Their life was going to be better, and now it looks like it’s going to be worse.
During the Golden Age of postwar welfare capitalism, young intellectuals and students in the universities were a relatively privileged class. They enjoyed a measure of ease and bohemian freedom that is scarcely imaginable to the grad students and adjuncts in today’s university. As Jeffrey J. Williams observes in an essay on intellectuals in an article at Dissent, “Gone is the relaxed, privileged way of life, whereby one got a job because one’s adviser made a phone call, and one received tenure on the basis of two or three articles and had a decade to mull over a book.”
The neoliberal transformation didn’t stop at the campus’s edge. As academic labor is increasingly defined by its precarious nature (more than 50 percent of teaching in higher education is now done by part-timers — over two-thirds in English departments), the university no longer constitutes a bulwark against the imperious demands of the market. As the economic crisis and the defunding of public higher education bear down ever more strongly on young people, we are confronted with the emergence of a hybrid figure — the student/worker with an average of $24,000 in student loan debt and a string of unstable, poorly paying jobs stretching to the horizon.
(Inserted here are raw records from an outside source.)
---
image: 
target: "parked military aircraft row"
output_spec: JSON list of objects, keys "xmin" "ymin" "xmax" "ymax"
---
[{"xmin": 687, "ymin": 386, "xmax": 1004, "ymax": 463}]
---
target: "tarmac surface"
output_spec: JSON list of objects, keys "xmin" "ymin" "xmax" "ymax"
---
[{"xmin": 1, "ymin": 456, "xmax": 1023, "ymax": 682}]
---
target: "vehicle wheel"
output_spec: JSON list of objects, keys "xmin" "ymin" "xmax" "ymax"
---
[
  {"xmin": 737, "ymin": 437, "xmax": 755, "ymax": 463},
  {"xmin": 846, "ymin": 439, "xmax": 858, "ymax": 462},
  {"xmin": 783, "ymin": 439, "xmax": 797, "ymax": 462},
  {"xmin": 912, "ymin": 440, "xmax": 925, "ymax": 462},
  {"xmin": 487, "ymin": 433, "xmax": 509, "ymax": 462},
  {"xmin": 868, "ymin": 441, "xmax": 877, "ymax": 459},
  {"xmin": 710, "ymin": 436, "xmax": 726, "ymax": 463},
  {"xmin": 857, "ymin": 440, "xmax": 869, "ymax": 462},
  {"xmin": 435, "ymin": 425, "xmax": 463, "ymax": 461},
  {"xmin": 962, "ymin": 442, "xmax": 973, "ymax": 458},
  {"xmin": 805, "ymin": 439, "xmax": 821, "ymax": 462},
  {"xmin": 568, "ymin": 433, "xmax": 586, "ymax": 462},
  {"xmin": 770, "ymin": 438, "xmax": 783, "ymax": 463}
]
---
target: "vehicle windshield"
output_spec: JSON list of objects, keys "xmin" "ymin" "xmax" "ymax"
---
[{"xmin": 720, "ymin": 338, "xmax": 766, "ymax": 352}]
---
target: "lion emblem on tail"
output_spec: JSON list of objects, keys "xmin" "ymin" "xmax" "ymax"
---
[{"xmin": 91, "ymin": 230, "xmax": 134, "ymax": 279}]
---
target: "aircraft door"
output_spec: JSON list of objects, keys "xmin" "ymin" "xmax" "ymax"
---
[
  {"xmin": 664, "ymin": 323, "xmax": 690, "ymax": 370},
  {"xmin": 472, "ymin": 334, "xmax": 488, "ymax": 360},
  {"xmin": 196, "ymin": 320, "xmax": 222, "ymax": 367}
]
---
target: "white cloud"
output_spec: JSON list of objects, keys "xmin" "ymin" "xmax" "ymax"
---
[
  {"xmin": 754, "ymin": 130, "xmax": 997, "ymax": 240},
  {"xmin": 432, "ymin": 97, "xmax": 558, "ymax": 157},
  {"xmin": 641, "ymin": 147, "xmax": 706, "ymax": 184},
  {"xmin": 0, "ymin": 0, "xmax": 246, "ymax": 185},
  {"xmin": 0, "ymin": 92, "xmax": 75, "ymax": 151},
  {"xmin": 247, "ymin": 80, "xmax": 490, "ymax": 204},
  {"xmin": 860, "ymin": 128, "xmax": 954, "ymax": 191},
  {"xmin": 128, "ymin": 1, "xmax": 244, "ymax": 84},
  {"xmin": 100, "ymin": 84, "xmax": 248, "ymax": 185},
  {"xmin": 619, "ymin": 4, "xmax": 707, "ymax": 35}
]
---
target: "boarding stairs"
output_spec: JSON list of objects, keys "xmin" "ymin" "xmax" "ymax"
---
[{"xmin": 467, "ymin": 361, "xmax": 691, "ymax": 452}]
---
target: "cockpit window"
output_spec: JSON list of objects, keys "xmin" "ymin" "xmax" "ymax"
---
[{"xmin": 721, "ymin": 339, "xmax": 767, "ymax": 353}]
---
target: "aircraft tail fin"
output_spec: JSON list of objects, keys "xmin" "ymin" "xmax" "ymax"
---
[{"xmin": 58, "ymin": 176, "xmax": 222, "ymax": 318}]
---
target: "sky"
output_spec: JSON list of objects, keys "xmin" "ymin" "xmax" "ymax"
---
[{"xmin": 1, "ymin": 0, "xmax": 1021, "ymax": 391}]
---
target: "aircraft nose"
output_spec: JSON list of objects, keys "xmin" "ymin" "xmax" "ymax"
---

It is this “double crisis” — the interconnected crises of the global economy and the contemporary university — that Italian scholar-activist Gigi Roggero analyzes in The Production of Living Knowledge: The Crisis of the University and the Transformation of Labor in Europe and North America. A leading member of the Edufactory and Uninomade collectives, Roggero situates his critique within the tradition of Italian autonomist Marxism, or post-Operaismo (“workerism”). Since its emergence in postwar Italy, autonomism has always been something of a heretical current within the larger body of Marxist thought. Its leading theorists — Raniero Panzieri, Mario Tronti, and Antonio Negri, among others — eschew the defeatism that is prevalent on the left and see revolutionary openings where others see only passivity and defeat. Their starting point is the “Copernican revolution” in Marxist thought instigated by Tronti, who argued that capitalist development is an ex post reaction to active working-class struggles for autonomy. Instead of the playthings of history, workers assume a heroic posture in the autonomist imagination, constituting the dynamic and creative side of the labor-capital dialectic. Unlike most other revolutionary Marxists, autonomists also reject the state, the party, and the trade union in favor of unmediated manifestations of working-class struggle that bypass all hierarchical and representative structures and refuse the imposition of work itself.